Bu çıkış, Hamas için ne bir kazanım ne de zafer sağlayacak. Bu Araplar ki, savaşın yoğunlaştığı 2009 yılından bu yana, yolu Riyad’tan geçen Suudi Vahibileri de dahil, Kahire’den Doha’ya kadar hiçbiri Gazze kuşatılırken kılını kıpırdatmadı, sadece seyretti. Gazze fosfor bombaları ile seyrekleştirilmiş Uranyum altında batarken, yerleşim bölgeleri kurşunlanırken de ve Gazze, çocukları için göz yaşı akıtırken bizzat bu Arap Merkezleri sadece seyrediyorlardı.. belki de büyük bir keyif alarak…

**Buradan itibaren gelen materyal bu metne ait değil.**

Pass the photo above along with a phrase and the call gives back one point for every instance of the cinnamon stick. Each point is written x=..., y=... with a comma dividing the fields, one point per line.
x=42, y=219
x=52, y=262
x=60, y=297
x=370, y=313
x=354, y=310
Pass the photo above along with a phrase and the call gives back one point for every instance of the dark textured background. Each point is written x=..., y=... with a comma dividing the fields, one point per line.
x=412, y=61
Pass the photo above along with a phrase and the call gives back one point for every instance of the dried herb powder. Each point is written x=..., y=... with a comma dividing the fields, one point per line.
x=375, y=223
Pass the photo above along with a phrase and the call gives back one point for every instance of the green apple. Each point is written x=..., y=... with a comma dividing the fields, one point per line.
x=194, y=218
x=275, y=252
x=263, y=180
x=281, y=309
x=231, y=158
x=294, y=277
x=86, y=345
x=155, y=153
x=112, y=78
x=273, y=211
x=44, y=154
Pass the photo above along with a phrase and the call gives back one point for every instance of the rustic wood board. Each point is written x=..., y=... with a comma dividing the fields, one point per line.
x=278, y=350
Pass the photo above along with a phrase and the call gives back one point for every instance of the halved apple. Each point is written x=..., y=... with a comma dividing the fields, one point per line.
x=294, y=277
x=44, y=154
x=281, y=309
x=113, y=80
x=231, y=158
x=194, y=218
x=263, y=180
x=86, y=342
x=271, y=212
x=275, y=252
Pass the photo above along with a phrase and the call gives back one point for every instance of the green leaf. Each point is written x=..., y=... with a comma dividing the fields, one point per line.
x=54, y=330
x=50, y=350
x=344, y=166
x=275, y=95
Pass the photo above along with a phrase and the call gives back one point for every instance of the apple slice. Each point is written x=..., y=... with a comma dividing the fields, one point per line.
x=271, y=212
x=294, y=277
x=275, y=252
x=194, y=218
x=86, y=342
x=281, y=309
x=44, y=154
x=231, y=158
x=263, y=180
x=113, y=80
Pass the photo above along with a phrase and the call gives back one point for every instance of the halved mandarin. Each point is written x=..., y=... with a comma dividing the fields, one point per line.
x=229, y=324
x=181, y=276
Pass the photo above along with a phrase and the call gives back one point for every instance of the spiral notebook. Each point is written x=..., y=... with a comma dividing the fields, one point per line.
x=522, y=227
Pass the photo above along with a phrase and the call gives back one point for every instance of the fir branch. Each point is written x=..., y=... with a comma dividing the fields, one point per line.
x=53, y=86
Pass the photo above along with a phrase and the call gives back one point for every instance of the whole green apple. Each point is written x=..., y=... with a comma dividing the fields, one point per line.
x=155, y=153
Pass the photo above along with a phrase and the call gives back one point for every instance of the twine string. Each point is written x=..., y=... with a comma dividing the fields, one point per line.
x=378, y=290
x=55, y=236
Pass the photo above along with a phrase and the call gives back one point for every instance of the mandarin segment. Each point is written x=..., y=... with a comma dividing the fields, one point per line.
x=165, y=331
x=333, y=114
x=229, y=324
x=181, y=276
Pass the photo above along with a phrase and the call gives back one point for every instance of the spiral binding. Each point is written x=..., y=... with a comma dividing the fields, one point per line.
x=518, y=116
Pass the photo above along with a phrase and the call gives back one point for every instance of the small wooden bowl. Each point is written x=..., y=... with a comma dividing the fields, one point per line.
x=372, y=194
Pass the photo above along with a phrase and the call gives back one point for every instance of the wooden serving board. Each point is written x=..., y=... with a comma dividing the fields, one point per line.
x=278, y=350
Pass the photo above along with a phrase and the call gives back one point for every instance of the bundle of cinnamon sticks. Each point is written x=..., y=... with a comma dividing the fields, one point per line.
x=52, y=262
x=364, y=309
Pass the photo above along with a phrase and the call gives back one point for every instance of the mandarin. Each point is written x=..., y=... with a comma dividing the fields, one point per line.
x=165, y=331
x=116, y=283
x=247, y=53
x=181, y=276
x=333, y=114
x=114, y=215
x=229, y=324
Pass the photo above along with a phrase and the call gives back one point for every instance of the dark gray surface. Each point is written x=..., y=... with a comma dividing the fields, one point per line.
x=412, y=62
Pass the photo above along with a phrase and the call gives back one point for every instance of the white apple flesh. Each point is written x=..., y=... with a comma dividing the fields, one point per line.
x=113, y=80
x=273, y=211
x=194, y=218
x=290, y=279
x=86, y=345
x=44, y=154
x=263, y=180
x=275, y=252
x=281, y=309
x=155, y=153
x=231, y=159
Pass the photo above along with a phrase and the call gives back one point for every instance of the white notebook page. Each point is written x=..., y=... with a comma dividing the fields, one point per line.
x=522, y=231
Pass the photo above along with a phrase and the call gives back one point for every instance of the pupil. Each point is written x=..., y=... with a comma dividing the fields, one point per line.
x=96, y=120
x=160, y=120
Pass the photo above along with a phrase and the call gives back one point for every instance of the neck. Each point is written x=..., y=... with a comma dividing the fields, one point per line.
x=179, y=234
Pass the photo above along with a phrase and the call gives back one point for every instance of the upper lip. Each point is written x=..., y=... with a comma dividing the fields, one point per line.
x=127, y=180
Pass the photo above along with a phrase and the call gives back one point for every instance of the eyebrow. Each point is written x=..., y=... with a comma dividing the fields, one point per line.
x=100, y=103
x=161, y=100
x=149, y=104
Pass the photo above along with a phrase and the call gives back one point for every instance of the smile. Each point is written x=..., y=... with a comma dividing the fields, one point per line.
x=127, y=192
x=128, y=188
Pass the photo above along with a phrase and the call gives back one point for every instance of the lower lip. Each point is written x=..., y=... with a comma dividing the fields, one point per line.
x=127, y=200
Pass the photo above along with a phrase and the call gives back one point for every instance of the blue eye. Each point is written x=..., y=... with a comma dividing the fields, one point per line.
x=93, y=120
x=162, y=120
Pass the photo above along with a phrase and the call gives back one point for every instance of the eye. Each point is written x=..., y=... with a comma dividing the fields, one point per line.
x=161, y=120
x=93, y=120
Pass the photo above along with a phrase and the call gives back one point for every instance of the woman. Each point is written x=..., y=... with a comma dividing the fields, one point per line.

İronik olan şu ki, daha başından itibaren sözde krizi çözmek için yalnızca arabulucuk oyunu oynayan, ve kuşatma altındaki Gazze için üzgün olduklarını dahi söylemeyen bu liderler, Şam gibi her kim direnişe destek verdiyse, onunla (ve doğallığında Hamas’la da) tüm ilişkilerini kestiler. O dönemde Hamas tamamen tecrit edilmişti. Dahası, Gazze’ye yapılacak her türlü yardım, siyasi ve hatta medya desteği yasaklandı, bir çok yolla ulaşabilecek malzeme ve lojistik destek engellendi.
Hatta Gazze direnişi o zamanlar İsrail, onun müttefikleri Araplar ve Batı için ciddi bir baş ağrısı halini almıştı ki, Hamas bu direnişi yalnızca Şam’dan örgütleme olanağına sahip olmuştu. Kimsenin veremediği desteği, bütün risklerini de göze alarak açıktan altın tepsi içinde Hamas’a sunan Suriye yönetimidir. Bu, kimsenin reddedemeyeceği bir olgudur. Fakat altını çizmekte yarar var, bu destek, Hamas’tan bağımsız, esasında Filistin halkıyla bir dayanışmanın ifadesiydi.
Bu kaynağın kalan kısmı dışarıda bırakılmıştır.